ADDLs promote sustained upregulation of Arc. Hippocampal cells treated with vehicle (A, C) or ADDLs (B, D) for 1 hr (A, B) or 6 hr (C, D) were fixed, permeabilized, and labeled for Arc protein. Immunofluorescence demonstrated a large ADDL-induced increase in Arc expression throughout the dendrites and dendritic spines of a subset of neurons; in vehicle-treated cells, Arc expression is restricted to the eneuronal cell body.
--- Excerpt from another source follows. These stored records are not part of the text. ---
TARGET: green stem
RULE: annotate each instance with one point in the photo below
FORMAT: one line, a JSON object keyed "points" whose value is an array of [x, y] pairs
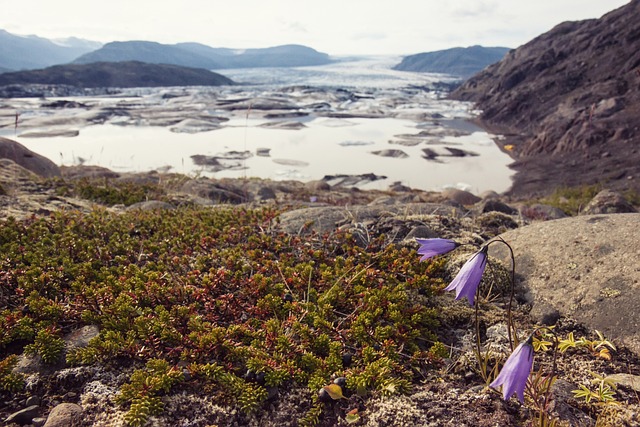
{"points": [[510, 324]]}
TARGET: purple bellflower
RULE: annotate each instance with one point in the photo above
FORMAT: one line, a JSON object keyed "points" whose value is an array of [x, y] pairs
{"points": [[433, 247], [516, 370], [467, 280]]}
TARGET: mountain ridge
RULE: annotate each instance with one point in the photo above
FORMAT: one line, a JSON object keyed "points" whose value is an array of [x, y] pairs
{"points": [[116, 74], [32, 52], [458, 61], [202, 56]]}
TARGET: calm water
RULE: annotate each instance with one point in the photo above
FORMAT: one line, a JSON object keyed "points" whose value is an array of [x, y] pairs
{"points": [[324, 146]]}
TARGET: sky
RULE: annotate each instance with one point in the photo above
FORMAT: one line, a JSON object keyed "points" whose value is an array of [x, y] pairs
{"points": [[336, 27]]}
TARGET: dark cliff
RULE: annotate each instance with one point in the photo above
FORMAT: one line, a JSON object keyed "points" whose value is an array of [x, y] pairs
{"points": [[568, 102]]}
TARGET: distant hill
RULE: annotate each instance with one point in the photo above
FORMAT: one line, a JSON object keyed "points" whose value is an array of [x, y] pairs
{"points": [[569, 103], [458, 61], [202, 56], [31, 52], [117, 74]]}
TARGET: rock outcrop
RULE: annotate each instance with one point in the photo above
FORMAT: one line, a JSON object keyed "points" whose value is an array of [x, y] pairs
{"points": [[583, 267], [569, 103], [26, 158]]}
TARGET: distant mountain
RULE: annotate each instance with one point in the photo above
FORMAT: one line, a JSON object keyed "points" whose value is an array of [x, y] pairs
{"points": [[202, 56], [30, 52], [458, 61], [116, 74]]}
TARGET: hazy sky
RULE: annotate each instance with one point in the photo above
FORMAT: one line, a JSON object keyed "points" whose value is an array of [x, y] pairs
{"points": [[336, 27]]}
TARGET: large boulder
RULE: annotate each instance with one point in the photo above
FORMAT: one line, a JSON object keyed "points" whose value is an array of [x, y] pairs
{"points": [[26, 158], [583, 267]]}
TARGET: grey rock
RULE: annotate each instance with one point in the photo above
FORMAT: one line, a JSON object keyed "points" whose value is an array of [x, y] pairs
{"points": [[215, 191], [64, 415], [492, 205], [542, 212], [26, 158], [606, 202], [317, 186], [398, 154], [463, 197], [266, 193], [584, 267], [32, 400], [23, 416]]}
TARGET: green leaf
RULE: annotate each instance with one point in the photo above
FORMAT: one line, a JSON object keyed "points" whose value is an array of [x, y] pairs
{"points": [[335, 391], [352, 416]]}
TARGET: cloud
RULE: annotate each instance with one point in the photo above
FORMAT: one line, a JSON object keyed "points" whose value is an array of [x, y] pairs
{"points": [[370, 35], [475, 9], [295, 27]]}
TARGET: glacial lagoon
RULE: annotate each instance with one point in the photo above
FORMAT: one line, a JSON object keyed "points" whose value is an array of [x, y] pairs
{"points": [[354, 117]]}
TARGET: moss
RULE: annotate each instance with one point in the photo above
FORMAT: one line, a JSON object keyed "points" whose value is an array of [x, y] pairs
{"points": [[572, 199], [223, 293]]}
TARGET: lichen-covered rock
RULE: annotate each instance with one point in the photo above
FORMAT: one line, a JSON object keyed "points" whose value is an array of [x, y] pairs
{"points": [[585, 267], [64, 415], [607, 201]]}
Inset represents extracts from hippocampal cells treated with vehicle (-) or ADDLs (+) for 1 hr that were immunoblotted after SDS-PAGE using an Arc polyclonal antibody. Immunoblots show increased concentration of Arc in ADDL-treated (+) compared with vehicle-treated (-) cell extracts. Cylophilin B (cyclo) was used to normalize with respect to protein loading; ratio of Arc to cyclo IR was 0.70 ± 0.11 in controls and 3.51 ± 0.76 in oligomer-treated samples (n = 4; p = 0.01 using t test; paired 2 sample for means). Blot is representative of four independent experiments. Hippocampal cells also were treated for 6 hr with vehicle (C) or ADDLs (D) and permeabilized and labeled for Arc. High-magnification confocal images of vehicle-treated neurons show that Arc-immunoreactive puncta were localized to the dendritic shaft with only a few spine heads reaching an intensity level higher than that found in the dendritic shaft. The dendrites of ADDL-treated neurons show a punctate pattern of intense Arc-IR concentrated in dendritic spine heads as well as upregulated Arc-IR throughout the dendritic shafts and spines. Controls for the primary antibodies showed no labeling. Identical results were obtained in three independent trials. Scale bars: A, B, 20 μm; C, D, 6 μm.